Ein dunkelfelliger Wolf kam auf sie zu. „Fremde. Ganz in der Nähe. Es sind zwei Männchen.“

„Das müssen Jake und Ray sein!“, rief Sila und versuchte den kleinen Aufruhr der Werwölfe zu beruhigen. Viele ließen sich davon nicht beeinflussen. Sie strahlten mit ihrer Haltung und ihren Blicken sowohl in Wolfs- als auch Menschengestalt Skepsis, Misstrauen und ein wenig Angst aus. Diese Situation war für alle nicht ungewohnt, aber dennoch war Vorsicht vor Fremden besser als blindes Vertrauen.

Tatsächlich traten eine knappe Minute später die zwei Freunde zwischen den Bäumen hervor.

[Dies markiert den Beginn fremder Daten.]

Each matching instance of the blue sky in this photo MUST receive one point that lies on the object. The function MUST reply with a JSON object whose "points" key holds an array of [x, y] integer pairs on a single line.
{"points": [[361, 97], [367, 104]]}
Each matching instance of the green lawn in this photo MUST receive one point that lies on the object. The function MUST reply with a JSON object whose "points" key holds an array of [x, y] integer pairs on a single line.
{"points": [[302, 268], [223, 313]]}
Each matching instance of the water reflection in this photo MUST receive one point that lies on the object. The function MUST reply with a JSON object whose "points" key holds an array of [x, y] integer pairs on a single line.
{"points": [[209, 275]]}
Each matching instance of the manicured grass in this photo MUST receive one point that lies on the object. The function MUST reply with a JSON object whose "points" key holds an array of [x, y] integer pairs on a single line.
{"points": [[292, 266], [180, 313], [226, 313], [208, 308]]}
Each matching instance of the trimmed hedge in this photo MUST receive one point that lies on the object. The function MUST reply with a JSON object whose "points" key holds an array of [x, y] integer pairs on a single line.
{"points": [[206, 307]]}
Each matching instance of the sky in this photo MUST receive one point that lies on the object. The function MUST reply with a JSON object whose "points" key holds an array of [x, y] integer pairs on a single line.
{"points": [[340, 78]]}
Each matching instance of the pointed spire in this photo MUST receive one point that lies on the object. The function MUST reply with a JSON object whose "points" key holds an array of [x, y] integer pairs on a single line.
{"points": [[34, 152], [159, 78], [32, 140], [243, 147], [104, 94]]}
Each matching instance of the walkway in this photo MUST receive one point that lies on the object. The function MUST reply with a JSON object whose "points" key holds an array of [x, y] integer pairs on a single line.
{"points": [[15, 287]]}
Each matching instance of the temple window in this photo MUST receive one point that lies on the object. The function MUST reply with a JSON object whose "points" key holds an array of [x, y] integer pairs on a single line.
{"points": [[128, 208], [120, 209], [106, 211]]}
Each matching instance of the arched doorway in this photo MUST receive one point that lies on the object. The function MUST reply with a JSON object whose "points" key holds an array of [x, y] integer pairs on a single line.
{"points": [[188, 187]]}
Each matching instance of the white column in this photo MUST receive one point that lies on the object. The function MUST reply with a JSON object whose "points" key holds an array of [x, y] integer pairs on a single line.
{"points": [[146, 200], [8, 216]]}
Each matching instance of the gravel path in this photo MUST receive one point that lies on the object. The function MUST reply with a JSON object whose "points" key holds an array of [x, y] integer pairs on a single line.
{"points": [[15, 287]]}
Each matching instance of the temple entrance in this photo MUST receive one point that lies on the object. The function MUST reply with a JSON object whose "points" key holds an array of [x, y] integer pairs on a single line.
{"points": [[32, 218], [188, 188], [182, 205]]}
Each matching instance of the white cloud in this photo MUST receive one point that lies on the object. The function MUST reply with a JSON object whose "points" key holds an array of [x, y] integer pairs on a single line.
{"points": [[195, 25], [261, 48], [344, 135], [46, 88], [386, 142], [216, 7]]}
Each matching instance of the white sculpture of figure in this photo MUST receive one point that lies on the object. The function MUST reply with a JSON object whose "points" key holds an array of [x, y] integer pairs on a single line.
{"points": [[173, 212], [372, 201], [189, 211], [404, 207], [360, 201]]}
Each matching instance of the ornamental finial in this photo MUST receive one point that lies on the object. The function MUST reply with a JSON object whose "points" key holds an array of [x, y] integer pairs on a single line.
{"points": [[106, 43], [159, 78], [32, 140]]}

„Wow, was für ein Empfang.“, murmelte Jake missmutig, als er die zur Verteidigung bereiten Werwölfe entdeckte. Sila ergriff erneut das Wort. „Kein Grund zur Aufregung. Es sind wirklich die zwei Wölfe, die mein Bruder und ich gefunden haben.“

Zögerlich betrat Jake das Lager. Seine Beine fühlten sich schwer an und er beobachtete, dass die vielen fremden Werwölfe jedes Mal einen Schritt zurück machten, wenn er einen nach vorn tat. Er spürte Rays Unsicherheit hinter sich und versteckte den Schwarzhaarigen so gut es ging hinter seinem Rücken.

Ein solcher Empfang war alles andere als einladend. Andererseits konnte Jake die anderen gut verstehen.

Sie alle verband Verrat, Verlust und Trauer. Ein Verbund von Abtrünnigen. Und sie beide würden sich ihnen anschließen.